Il y a un an, en octobre 2022, la Renfe avait indiqué être en négociation exclusive avec MSC, Maersk et CMA CGM, alors qu’une trentaine de sociétés ont participé à l’appel d’offres.
Medlog sélectionné
C’est finalement MSC, via Medlog, qui s’impose. La filiale de commission de transport du groupe de la famille Aponte (12 MEVP par an transportés), est déjà présent dans le fret ferroviaire avec Medway. La branche ferroviaire est l’héritière de la division cargo des chemins de fer portugais (CP Carga) que MSC avait acquise en 2016.
Après s’est polarisé sur les trafics ibériques à partir des installations portuaires de Valence, Medway a développé plusieurs services réguliers à partir de l'Italie via Medway Italia, et en mars 2022, s’est aussi implantée à Anvers (Medway North Continent), où elle opère depuis le terminal MPET de MSC/PSA.
Un train d'avance
Si Maersk et MSC font actuellement beaucoup de bruit autour de la stratégie door-to-door, qui vise aller chercher les conteneurs loin dans les terres de façon à opérer un transport maritime en porte-à-porte, MSC fut l’un des premiers à développer des services ferroviaires en propre.
CMA CGM a mis un pied dans le rail plus récemment avec l’acquisition en juillet 2021 de Continental Rail, l'un des principaux opérateurs ferroviaires privés – avec traction – dans le transport de marchandises et de surcroît bien positionné dans le transport intermodal de conteneurs entre les principaux ports espagnols, qui représente le segment le plus dynamique du fret ferroviaire.
« Continental Rail constitue une nouvelle composante majeure dans le développement des activités terrestres du groupe, tant en termes commerciaux qu’opérationnels », avait alors commenté Christine Cabau-Woehrel, à la tête des actifs industriels et des opérations du groupe CMA CGM.

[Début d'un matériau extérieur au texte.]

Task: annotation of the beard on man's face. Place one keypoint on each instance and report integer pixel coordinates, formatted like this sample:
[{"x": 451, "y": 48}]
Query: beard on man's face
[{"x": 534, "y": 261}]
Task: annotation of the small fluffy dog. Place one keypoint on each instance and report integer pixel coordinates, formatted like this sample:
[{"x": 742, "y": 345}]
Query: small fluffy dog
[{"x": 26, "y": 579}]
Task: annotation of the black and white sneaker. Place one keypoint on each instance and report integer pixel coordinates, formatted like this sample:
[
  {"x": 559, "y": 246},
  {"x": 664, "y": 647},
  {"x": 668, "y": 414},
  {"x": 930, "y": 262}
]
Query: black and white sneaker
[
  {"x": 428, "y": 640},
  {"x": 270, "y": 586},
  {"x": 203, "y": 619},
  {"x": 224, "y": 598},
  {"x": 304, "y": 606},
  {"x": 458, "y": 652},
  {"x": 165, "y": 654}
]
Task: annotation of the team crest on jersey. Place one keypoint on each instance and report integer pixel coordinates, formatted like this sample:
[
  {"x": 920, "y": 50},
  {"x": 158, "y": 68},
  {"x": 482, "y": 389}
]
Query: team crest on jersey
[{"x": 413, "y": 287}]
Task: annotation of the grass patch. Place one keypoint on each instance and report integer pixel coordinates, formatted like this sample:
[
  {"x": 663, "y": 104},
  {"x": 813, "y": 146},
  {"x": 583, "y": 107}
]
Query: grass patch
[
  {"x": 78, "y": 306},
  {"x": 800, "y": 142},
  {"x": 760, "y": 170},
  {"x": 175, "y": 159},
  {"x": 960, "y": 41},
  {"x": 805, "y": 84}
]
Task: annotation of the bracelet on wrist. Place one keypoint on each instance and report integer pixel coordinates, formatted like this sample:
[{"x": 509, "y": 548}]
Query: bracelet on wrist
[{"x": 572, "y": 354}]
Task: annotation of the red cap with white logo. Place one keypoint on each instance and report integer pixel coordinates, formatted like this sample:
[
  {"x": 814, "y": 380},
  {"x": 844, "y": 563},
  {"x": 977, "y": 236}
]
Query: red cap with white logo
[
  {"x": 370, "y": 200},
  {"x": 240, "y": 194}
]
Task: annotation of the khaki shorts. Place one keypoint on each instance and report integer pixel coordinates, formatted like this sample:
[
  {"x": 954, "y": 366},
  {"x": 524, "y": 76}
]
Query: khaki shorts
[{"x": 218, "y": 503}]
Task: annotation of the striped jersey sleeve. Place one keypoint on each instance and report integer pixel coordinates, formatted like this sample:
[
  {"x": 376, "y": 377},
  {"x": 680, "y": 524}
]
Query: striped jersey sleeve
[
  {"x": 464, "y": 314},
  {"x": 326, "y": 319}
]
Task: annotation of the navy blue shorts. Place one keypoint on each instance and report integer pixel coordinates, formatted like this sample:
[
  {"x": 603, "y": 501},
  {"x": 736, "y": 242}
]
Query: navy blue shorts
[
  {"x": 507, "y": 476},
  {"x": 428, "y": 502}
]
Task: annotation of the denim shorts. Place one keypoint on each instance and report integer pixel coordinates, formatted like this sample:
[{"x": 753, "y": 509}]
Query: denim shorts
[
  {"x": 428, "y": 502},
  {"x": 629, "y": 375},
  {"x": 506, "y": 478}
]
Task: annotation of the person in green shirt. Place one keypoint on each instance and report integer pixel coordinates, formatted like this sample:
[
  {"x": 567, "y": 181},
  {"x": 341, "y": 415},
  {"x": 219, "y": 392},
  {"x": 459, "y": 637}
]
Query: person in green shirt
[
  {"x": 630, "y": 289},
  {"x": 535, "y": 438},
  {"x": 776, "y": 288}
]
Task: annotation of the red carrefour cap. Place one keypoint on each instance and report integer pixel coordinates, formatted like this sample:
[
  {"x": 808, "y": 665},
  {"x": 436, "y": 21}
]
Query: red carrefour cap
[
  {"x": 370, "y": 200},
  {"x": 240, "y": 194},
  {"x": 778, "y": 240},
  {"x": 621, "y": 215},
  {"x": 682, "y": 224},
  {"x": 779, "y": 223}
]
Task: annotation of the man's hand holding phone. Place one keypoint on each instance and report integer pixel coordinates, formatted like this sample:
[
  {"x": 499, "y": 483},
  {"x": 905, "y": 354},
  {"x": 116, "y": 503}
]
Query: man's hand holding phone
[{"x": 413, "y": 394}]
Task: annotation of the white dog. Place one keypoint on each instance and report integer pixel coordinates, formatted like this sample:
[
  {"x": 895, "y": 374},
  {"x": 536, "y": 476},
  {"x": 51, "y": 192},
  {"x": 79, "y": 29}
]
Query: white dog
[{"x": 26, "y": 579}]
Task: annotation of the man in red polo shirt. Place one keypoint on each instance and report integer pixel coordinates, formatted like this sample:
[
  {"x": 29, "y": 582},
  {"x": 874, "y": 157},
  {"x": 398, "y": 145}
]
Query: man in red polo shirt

Maersk est aussi en mesure d'offrir un service ferroviaire mais n’assure pas la traction des convois. Le chinois Cosco opère, lui, via l’entreprise Logitren.
Deux grands projets ferroviaires européens
Pour rappel, deux grands projets ferroviaires sont concernés par les Réseaux transeuropéens de transport (RTE-T) : le Corridor atlantique et le Corridor méditerranéen.
Le projet le plus avancé est la partie espagnole du Corridor méditerranéen, entre la frontière avec la France et Algésiras (sud de l’Andalousie), soit 1 300 km. L’objectif est de créer un axe ferroviaire à écartement standard UIC (1,435 m au lieu de la norme ibérique à 1,668 m) pour le trafic passagers et marchandises, électrifié et doté de la signalisation ERTMS. Plusieurs opérateurs (Renfe Renfe Mercancías, Captrain España et Transfesa) ont commandé à cet effet des locomotives Euro6000 pour pouvoir circuler sur l’axe UIC.
Une première étape a été franchie le 21 décembre 2010, avec l’ouverture d’une ligne UIC entre le port de Barcelone et Figueras, connectant ainsi l’Espagne au réseau français à grande vitesse via le tronçon international Figueras-Perpignan, géré par SNCF Réseau et son homologue espagnol, ADIF.
Les constructeurs automobiles, demandeurs
Depuis 2018, des contrats ont été adjugés à hauteur de 3,7 Md€ afin d’accélérer les travaux. S’ils avancent comme il est prévu, l’écartement standard pourrait être disponible jusqu’à Almeria en 2026. Les ports de Valence et Tarragone seront ainsi directement reliés au réseau ferroviaire européen.
Des chargeurs comme Volkswagen, qui est en train de construire une usine de production de batteries à Sagonte, près de Valence, se montrent demandeurs.
En mars dernier, Captrain España, une filiale de la SNCF, a annoncé le lancement d’un nouveau service de transport de véhicules pour le compte de Stellantis (deux rotations/mois) dans le cadre d’un partenariat avec Captrain France.